Aiutatemi a scovare i miei talenti, le mie passioni e i miei sogni. E ricordatevi che ci riuscirete solo se
li avete anche voi i vostri sogni, progetti, passioni. Altrimenti come farò a credervi? E ricordatemi che la
mia vita è una vita irripetibile, fatta per la grandezza, e aiutatemi a non accontentarmi di consumare
piccoli piaceri reali e virtuali, che sul momento mi soddisfano, ma sotto sotto sotto mi annoiano…
Sfidatemi, mettete alla prova le mie qualità migliori, segnatevele su un registro, oltre a quei voti che
poi rimangono sempre gli stessi.

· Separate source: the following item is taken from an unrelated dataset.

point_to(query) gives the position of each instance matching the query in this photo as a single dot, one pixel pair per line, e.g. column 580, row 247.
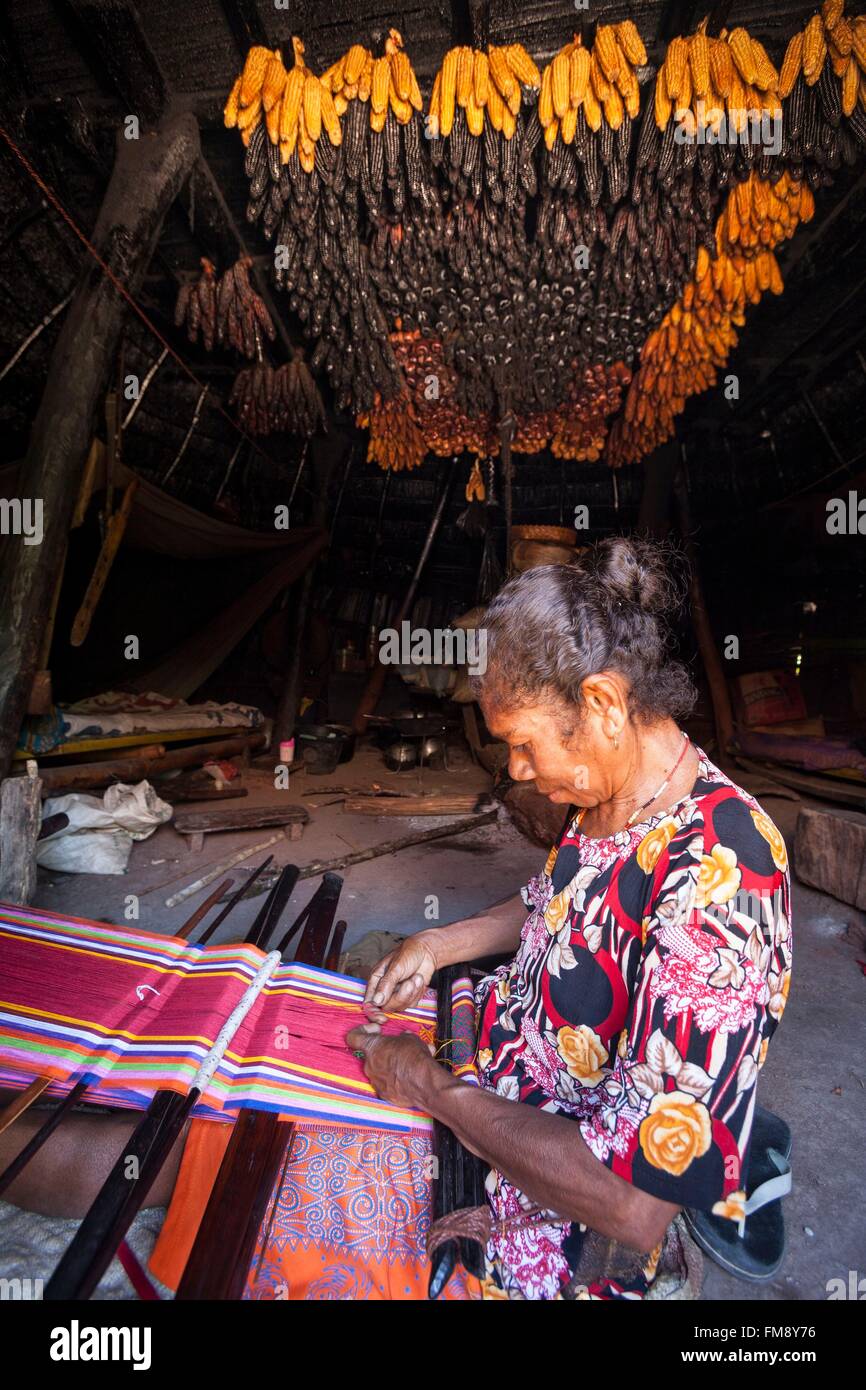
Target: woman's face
column 569, row 752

Aiutatemi a non illudermi, a non vivere di sogni campati in aria, ma
allo stesso tempo insegnatemi a sognare e ad acquisire la pazienza per realizzarli quei sogni, facendoli
diventare progetti.
Insegnatemi a ragionare, perché non prenda le mie idee dai luoghi comuni, dal pensiero dominante,
dal pensiero non pensato.
Aiutatemi a essere libero. [….]
E per favore, un ultimo favore, tenete ben chiuso il cinismo nel girone dei traditori.
Non nascondetemi le battaglie, ma rendetemi forte per poterle affrontare e non avvelenate le mie
speranze, prima ancora che io le abbia concepite.
Per questo, un giorno, vi ricorderò.